On Thursday, Joe Biden announced that even though the FDA has yet to approve the COVID vaccines for kids younger than twelve, he’s bought enough vaccines to get them all jabbed anyway.
“Now, I know parents out there are anxiously waiting for a vaccine for children ages 5 to 11,” he said. “The good news is the FDA and outside experts from the CDC are set to make its determination as to whether the vaccine will be authorized for that age range in the next few weeks. If authorized, we are ready. We have purchased enough vaccines for all children between the ages of 5 and 11 in the United States.”
“It will be convenient for parents to get their children vaccinated at trusted locations,” he continued. “And families will be able to sleep easier at night knowing their kids are protected as well.”
BIDEN: “We are ready. We have purchased enough vaccines for all children, between the ages of 5 and 11, in the United States…families will be able to sleep easier at night knowing their kids are protected.”pic.twitter.com/IFkaESL4Sx
— Breaking911 (@Breaking911) October 14, 2021
First of all, in the wake of the FDA rejecting universal boosters last month, Biden is clearly being presumptuous in purchasing all those vaccines. Secondly, kids do not need to be vaccinated.

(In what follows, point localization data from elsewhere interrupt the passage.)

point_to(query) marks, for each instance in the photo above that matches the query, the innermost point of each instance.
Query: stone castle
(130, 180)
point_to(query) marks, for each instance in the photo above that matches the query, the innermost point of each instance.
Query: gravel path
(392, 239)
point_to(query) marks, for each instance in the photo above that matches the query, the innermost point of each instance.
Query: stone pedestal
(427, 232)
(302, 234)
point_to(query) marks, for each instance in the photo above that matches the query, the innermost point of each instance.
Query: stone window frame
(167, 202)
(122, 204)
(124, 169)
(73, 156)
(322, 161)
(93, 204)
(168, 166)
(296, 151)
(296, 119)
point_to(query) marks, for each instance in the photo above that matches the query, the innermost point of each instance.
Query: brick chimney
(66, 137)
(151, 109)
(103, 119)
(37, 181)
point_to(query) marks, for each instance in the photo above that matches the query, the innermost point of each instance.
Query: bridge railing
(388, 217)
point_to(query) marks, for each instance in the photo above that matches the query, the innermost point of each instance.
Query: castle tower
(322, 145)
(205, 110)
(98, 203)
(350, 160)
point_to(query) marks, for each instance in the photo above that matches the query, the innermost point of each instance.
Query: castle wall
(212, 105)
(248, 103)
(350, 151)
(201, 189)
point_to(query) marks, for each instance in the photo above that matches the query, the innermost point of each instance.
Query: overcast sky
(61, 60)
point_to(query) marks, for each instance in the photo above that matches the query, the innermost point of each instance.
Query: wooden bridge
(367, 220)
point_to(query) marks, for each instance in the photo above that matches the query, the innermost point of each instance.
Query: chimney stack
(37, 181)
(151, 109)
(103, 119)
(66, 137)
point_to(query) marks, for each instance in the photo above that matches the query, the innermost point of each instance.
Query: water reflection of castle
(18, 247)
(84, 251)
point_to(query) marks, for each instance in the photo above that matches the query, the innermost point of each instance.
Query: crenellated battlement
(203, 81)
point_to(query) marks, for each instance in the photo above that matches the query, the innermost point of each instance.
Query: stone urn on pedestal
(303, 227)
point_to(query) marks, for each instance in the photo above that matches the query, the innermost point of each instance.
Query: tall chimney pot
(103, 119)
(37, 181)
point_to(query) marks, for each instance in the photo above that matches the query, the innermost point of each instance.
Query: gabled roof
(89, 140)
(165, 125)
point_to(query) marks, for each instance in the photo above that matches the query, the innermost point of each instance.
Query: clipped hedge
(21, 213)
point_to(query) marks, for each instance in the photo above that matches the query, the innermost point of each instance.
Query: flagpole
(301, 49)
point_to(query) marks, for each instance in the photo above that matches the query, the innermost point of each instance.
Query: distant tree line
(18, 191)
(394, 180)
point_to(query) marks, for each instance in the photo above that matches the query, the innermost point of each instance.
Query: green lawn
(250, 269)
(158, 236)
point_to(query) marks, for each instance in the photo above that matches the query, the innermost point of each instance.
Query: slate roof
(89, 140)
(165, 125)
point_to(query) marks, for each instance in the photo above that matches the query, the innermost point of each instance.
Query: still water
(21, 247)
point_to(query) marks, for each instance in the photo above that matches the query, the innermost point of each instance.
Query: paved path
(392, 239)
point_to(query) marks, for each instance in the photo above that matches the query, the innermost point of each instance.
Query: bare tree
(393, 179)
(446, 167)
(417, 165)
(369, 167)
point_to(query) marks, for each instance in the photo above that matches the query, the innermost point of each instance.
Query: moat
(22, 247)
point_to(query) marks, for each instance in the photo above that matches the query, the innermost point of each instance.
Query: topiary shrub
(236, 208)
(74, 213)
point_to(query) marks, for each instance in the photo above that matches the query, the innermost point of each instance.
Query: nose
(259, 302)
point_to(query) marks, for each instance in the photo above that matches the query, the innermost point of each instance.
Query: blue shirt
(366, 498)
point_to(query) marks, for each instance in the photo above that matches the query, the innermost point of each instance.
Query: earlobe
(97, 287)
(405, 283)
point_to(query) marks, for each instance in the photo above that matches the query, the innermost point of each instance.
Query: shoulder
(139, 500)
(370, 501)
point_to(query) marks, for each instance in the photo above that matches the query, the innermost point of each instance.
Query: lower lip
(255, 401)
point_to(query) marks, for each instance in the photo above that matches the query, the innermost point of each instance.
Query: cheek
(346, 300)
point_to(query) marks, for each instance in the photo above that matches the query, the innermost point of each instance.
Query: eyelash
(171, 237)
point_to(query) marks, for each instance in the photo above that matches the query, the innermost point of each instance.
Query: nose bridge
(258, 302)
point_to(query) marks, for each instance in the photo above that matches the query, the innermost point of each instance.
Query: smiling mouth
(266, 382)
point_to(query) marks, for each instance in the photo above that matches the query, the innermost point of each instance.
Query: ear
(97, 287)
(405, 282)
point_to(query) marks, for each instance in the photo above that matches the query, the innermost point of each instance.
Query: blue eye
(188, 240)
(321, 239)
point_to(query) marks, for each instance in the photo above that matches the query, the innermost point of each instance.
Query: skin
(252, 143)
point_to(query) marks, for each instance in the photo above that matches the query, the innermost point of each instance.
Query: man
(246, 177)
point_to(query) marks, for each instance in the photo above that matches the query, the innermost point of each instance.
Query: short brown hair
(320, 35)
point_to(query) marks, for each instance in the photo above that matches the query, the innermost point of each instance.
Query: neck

I repeat: Kids do not need to be vaccinated.
As I’ve previously reported, COVID is less deadly to our kids than the seasonal flu. They don’t even need to be masked, let alone vaccinated. But that’s not all. Unvaccinated kids are at a lower risk of death from COVID than fully vaccinated adults of any age. Vaccinating kids is not necessary.
“According to that data, an unvaccinated 10-year-old, who may look like the very picture of COVID vulnerability heading into the school year, faces a lower mortality risk than a vaccinated 25-year-old, whom we might today regard as close to safe as can be,” notes David Wallace-Wells of New York Magazine. “In England, the incidence of hospitalization among unvaccinated kids was lower than that of those vaccinated aged 18-29, and in recent weeks, the hospitalization rate among kids ages 5 to 14 has been only about one per 100,000.”
It makes sense too. Schools haven’t become the superspreaders that many thought they would be. In fact, the CDC acknowledged back in July that “multiple studies have shown that transmission within school settings is typically lower than — or at least similar to — levels of community transmission when prevention strategies are in place in schools.”
As of October 6, there have been 700,952 COVID-related deaths in the United States. Of those, only 499 were of kids 17 and younger.